Follow the tips below to keep your food safe when eating outdoors.

Before your picnic or barbecue

  • Defrost meat, poultry, and seafood in the refrigerator. If you thaw by submerging sealed packages in cold water or defrost in the microwave, the food should be cooked immediately afterward.
  • Never reuse marinade that touched raw foods unless you boil it first. Instead, you can set some of the marinade aside before marinating food to use for sauce later.
  • Marinate foods in the fridge, not the countertop.
  • Wash all produce before eating, even if you plan to peel it. The knife you use to peel it can spread bacteria into the part you eat. Fruits and vegetables that are pre-cut or peeled should be refrigerated or kept on ice to maintain quality and safety.
  • If your picnic site doesn’t offer clean water access, bring water and soap or pack moist disposable towelettes for cleaning surfaces and hands.
  • Don’t forget to pack a food thermometer!

Packing coolers

  • Place food from the refrigerator directly into an insulated cooler immediately before leaving home.
  • Use ice or ice packs to keep your cooler at 40 °F or below.
  • Pack raw meat, poultry, and seafood in a separate cooler, or wrap it securely and store at the bottom of the cooler where the juices can’t drip onto other foods.

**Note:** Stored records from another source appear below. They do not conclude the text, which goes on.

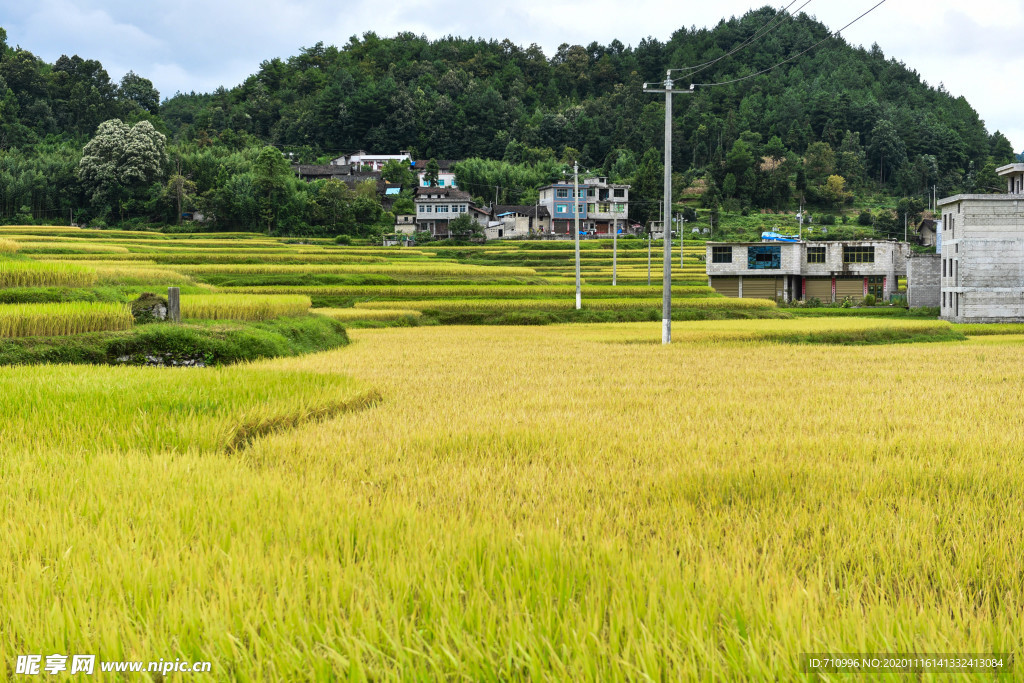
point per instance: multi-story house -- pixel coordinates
(981, 245)
(360, 161)
(445, 176)
(824, 270)
(602, 207)
(517, 221)
(436, 207)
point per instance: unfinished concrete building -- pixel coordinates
(801, 270)
(982, 254)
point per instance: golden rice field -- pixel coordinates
(720, 303)
(51, 319)
(243, 306)
(433, 503)
(519, 503)
(32, 273)
(369, 313)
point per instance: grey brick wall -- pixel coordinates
(924, 274)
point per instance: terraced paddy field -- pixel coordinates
(559, 503)
(426, 501)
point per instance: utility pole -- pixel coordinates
(801, 217)
(682, 226)
(667, 217)
(649, 233)
(614, 252)
(576, 211)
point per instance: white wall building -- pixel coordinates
(361, 160)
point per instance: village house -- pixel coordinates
(436, 207)
(801, 270)
(982, 248)
(445, 176)
(404, 223)
(602, 207)
(517, 221)
(361, 162)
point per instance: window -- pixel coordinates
(858, 254)
(764, 258)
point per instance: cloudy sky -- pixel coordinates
(974, 48)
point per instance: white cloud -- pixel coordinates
(198, 44)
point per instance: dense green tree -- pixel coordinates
(121, 161)
(271, 174)
(139, 91)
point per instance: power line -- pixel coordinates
(791, 58)
(761, 32)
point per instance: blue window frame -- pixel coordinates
(764, 258)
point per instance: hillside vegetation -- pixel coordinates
(837, 126)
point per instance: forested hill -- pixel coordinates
(454, 98)
(833, 125)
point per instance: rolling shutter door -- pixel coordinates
(849, 287)
(726, 286)
(819, 288)
(759, 288)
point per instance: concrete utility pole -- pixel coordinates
(649, 233)
(174, 304)
(667, 216)
(576, 211)
(801, 217)
(682, 226)
(614, 252)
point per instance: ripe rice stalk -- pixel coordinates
(453, 269)
(390, 292)
(33, 273)
(51, 319)
(243, 306)
(120, 274)
(367, 313)
(712, 303)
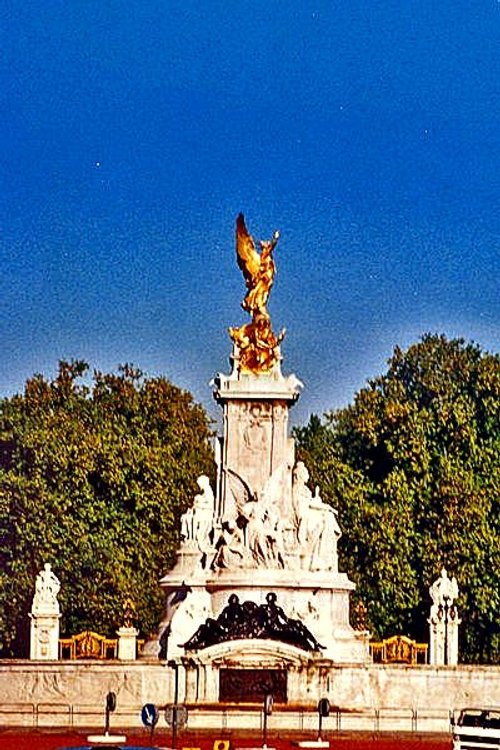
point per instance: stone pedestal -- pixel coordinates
(127, 643)
(269, 534)
(44, 636)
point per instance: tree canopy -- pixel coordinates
(93, 479)
(413, 466)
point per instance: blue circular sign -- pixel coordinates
(149, 715)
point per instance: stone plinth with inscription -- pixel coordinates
(257, 569)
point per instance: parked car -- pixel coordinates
(476, 729)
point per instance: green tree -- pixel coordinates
(93, 479)
(413, 466)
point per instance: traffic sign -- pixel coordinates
(149, 715)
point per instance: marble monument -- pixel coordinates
(257, 583)
(45, 616)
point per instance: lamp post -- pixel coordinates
(443, 614)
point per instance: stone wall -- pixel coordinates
(73, 694)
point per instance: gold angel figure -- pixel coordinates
(258, 269)
(256, 342)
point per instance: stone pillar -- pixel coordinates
(127, 643)
(443, 621)
(45, 616)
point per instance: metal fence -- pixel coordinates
(68, 716)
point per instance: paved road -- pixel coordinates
(51, 740)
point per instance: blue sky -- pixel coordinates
(134, 132)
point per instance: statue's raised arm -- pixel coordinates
(256, 343)
(258, 269)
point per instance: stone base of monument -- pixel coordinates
(106, 739)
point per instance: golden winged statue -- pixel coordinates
(256, 342)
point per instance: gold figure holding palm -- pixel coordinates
(257, 344)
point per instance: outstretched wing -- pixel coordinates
(247, 256)
(240, 490)
(273, 489)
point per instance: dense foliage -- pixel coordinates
(413, 466)
(93, 480)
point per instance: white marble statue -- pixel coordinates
(47, 587)
(197, 521)
(444, 590)
(45, 616)
(317, 527)
(443, 620)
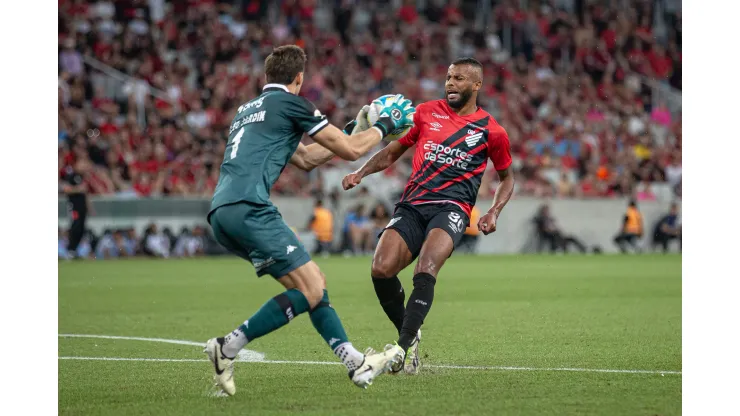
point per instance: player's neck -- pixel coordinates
(468, 109)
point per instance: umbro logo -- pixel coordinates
(473, 138)
(393, 221)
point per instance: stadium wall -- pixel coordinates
(595, 222)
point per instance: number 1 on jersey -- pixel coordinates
(235, 142)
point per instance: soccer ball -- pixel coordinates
(372, 116)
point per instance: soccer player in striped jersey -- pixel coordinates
(455, 139)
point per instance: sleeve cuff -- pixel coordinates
(317, 128)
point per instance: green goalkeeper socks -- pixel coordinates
(275, 313)
(326, 321)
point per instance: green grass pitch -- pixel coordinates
(538, 313)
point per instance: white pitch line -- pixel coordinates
(244, 355)
(453, 367)
(258, 357)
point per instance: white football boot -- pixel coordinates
(375, 363)
(223, 366)
(411, 361)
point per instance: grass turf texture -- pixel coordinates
(599, 312)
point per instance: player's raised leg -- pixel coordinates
(436, 250)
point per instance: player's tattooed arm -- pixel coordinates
(487, 223)
(308, 157)
(378, 162)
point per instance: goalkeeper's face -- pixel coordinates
(463, 83)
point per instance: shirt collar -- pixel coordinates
(275, 86)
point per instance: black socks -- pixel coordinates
(417, 308)
(391, 296)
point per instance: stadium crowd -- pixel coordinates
(153, 242)
(565, 78)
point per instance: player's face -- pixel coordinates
(462, 82)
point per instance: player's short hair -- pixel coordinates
(468, 61)
(472, 62)
(284, 64)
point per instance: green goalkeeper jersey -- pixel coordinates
(263, 136)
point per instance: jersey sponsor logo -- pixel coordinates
(473, 137)
(257, 117)
(289, 313)
(437, 152)
(393, 221)
(252, 104)
(456, 223)
(259, 265)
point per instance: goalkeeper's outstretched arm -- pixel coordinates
(378, 162)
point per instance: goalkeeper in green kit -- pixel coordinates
(264, 137)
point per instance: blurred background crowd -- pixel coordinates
(589, 91)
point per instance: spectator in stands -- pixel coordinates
(548, 232)
(154, 243)
(62, 243)
(358, 231)
(75, 187)
(562, 80)
(667, 229)
(321, 224)
(190, 244)
(469, 240)
(631, 230)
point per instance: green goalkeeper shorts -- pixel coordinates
(258, 234)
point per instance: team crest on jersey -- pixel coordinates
(456, 223)
(473, 137)
(393, 221)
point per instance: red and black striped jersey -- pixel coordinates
(452, 153)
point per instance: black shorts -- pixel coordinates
(414, 222)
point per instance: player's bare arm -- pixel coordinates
(395, 115)
(487, 223)
(348, 147)
(380, 161)
(308, 157)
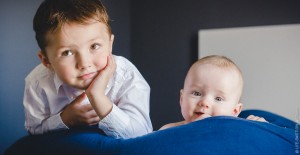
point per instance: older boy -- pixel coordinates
(78, 67)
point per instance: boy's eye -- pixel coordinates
(95, 46)
(219, 99)
(196, 93)
(67, 53)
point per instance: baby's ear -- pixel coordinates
(237, 109)
(44, 60)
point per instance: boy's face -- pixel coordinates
(212, 91)
(77, 53)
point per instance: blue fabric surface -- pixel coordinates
(214, 135)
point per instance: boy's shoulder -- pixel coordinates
(38, 73)
(123, 64)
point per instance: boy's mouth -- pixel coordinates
(199, 113)
(88, 76)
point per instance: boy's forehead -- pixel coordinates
(78, 31)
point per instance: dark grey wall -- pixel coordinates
(164, 39)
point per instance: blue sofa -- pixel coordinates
(214, 135)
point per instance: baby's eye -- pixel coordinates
(67, 53)
(95, 46)
(196, 93)
(219, 99)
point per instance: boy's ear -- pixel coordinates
(44, 60)
(181, 97)
(237, 109)
(112, 37)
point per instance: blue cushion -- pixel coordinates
(214, 135)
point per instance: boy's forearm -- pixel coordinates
(50, 124)
(101, 104)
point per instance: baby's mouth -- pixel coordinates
(199, 113)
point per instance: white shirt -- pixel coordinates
(46, 95)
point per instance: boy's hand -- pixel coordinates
(78, 114)
(99, 84)
(256, 118)
(96, 91)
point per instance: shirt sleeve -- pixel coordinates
(130, 113)
(37, 116)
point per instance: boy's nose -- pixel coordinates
(83, 62)
(204, 102)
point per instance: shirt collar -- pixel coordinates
(57, 82)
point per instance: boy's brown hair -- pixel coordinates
(53, 14)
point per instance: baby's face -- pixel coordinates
(77, 53)
(210, 91)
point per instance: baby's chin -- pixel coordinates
(201, 116)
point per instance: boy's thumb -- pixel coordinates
(79, 99)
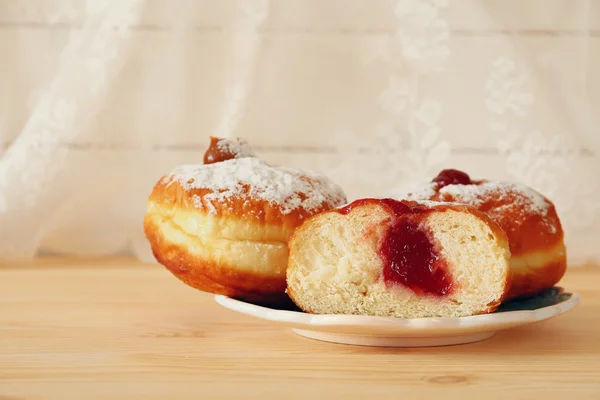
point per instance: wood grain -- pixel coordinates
(122, 330)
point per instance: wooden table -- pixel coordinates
(122, 330)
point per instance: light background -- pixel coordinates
(98, 99)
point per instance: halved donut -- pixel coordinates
(385, 257)
(534, 231)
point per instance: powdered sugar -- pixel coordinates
(509, 200)
(238, 147)
(521, 196)
(287, 188)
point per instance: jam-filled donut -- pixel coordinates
(223, 226)
(534, 231)
(403, 259)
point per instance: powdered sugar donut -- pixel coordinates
(223, 226)
(534, 231)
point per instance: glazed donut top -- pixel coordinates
(521, 211)
(233, 177)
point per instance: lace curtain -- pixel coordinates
(99, 98)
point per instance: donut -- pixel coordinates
(403, 259)
(534, 231)
(222, 226)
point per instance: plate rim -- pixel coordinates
(426, 323)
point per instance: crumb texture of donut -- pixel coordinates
(530, 220)
(338, 261)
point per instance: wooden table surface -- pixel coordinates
(121, 330)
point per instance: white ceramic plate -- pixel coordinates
(418, 332)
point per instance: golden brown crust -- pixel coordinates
(208, 276)
(529, 231)
(211, 212)
(531, 281)
(497, 230)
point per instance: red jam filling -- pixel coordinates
(409, 252)
(452, 177)
(216, 153)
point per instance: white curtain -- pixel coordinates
(99, 98)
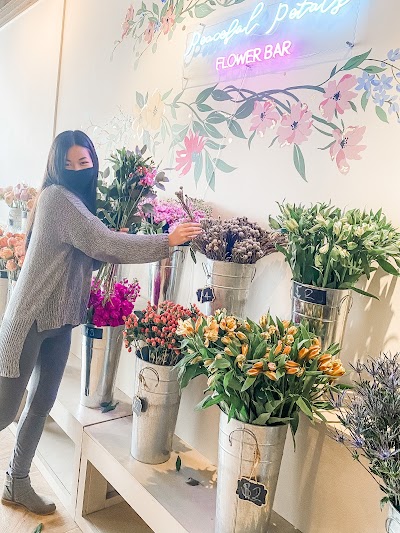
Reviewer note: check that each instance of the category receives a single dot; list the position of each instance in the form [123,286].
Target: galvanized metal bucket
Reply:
[101,351]
[247,453]
[230,283]
[3,292]
[154,423]
[165,275]
[393,520]
[327,318]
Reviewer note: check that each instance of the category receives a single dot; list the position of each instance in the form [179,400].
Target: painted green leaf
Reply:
[299,162]
[364,100]
[204,108]
[202,10]
[202,97]
[236,129]
[220,95]
[381,114]
[356,61]
[372,69]
[245,110]
[224,167]
[139,99]
[212,130]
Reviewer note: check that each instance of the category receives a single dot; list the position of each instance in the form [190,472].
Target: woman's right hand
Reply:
[184,232]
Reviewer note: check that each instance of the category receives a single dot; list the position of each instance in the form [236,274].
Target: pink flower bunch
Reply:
[113,311]
[170,213]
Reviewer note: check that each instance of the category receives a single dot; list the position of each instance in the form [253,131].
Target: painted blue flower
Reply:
[379,98]
[365,82]
[383,84]
[394,55]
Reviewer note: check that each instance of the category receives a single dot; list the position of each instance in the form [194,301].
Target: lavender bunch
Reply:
[371,416]
[236,240]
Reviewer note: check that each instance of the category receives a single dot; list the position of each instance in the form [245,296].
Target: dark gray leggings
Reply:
[42,364]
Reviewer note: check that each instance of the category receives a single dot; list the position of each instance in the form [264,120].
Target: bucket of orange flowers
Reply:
[261,376]
[152,333]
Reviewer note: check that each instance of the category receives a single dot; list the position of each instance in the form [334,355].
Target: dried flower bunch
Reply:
[370,415]
[12,253]
[236,240]
[21,196]
[153,332]
[262,374]
[112,309]
[333,248]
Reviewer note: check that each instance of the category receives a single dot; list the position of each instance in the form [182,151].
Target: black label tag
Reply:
[252,491]
[310,294]
[205,295]
[92,332]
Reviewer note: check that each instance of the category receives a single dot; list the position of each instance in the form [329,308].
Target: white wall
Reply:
[321,490]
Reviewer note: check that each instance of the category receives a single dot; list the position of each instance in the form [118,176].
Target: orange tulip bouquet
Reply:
[262,374]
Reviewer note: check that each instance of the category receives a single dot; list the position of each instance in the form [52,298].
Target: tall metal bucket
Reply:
[3,293]
[154,423]
[325,311]
[164,277]
[231,284]
[101,351]
[249,460]
[393,520]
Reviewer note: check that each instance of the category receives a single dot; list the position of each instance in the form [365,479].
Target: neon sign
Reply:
[265,20]
[254,55]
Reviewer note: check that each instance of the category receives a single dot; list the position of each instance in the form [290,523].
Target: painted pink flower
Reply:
[295,126]
[347,146]
[128,19]
[168,21]
[194,144]
[265,115]
[338,96]
[149,32]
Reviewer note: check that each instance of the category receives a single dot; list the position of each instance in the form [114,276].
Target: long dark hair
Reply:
[56,164]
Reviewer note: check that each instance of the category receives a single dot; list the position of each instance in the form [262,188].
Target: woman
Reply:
[65,242]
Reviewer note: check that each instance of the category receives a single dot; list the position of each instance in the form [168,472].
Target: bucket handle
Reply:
[342,301]
[208,274]
[179,251]
[142,380]
[257,453]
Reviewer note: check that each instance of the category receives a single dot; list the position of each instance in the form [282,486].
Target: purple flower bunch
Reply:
[167,214]
[112,311]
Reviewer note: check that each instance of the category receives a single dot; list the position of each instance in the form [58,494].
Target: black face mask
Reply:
[80,182]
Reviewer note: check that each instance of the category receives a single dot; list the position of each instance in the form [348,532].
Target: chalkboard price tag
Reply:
[251,491]
[205,295]
[92,332]
[310,294]
[138,405]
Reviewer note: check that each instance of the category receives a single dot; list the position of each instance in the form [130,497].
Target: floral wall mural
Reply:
[283,115]
[149,24]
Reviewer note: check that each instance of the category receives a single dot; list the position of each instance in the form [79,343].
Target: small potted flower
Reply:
[102,339]
[261,376]
[152,335]
[370,417]
[329,250]
[162,216]
[232,247]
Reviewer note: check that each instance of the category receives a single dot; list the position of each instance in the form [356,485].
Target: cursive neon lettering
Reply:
[305,7]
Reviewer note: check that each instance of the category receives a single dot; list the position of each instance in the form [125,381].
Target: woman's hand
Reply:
[184,233]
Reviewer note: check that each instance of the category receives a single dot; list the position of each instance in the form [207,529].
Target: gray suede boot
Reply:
[19,492]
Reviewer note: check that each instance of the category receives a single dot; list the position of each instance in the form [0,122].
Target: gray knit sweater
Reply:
[54,284]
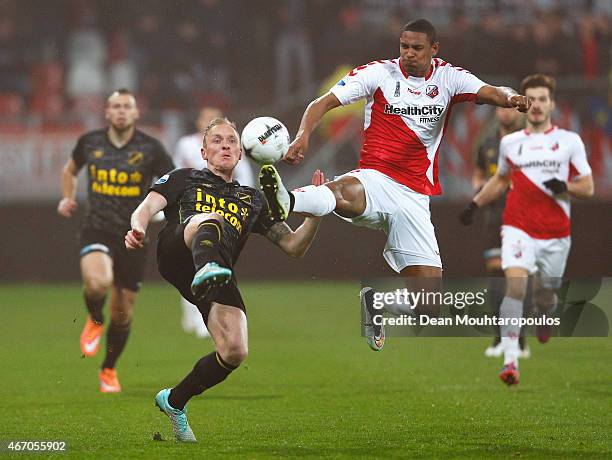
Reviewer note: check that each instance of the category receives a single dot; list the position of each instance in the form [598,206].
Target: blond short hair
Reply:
[216,122]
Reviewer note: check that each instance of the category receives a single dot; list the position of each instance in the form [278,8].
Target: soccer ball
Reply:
[265,140]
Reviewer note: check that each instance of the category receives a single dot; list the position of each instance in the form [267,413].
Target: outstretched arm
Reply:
[502,96]
[152,204]
[69,181]
[583,187]
[311,118]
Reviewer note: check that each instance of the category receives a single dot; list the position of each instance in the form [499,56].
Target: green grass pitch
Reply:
[310,387]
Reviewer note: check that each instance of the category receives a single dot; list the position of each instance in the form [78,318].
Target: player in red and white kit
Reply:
[408,103]
[546,166]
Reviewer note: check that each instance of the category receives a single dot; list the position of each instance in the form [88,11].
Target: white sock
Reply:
[511,308]
[314,200]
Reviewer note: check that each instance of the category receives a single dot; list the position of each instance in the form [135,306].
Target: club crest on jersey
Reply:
[244,197]
[432,91]
[162,180]
[135,158]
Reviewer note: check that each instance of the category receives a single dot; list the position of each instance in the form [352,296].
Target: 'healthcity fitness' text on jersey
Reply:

Place beverages in a separate cooler; this will offer easy drink access while keeping perishable food coolers closed.
  • Minimize the time coolers are held in the trunk of the car, as the trunk can get very hot. Bacteria can multiply rapidly at high temperatures. Once at the picnic site, keep food in coolers until serving time (out of direct sun) and avoid opening the lids often.

Grilling

  • Have clean utensils and platters available. Cook meat, poultry, and seafood to the right temperatures ─ use a food thermometer to be sure (see FDA’s Safe Minimum Cooking Temperatures Chart). Keep cooked meats hot at 140 °F or warmer until serving time — set them to the side of the grill rack to keep them hot.
  • When removing foods from the grill, place them on a clean platter. Never use the same platter and utensils for cooked food that you used for raw meat, poultry, or seafood.

Time and temperature 

Don’t let hot or cold food sit in the “Danger Zone” (between 40 °F and 140 °F) for more than 2 hours – or 1 hour if the outdoor temperature is above 90 °F. If they do, throw them away.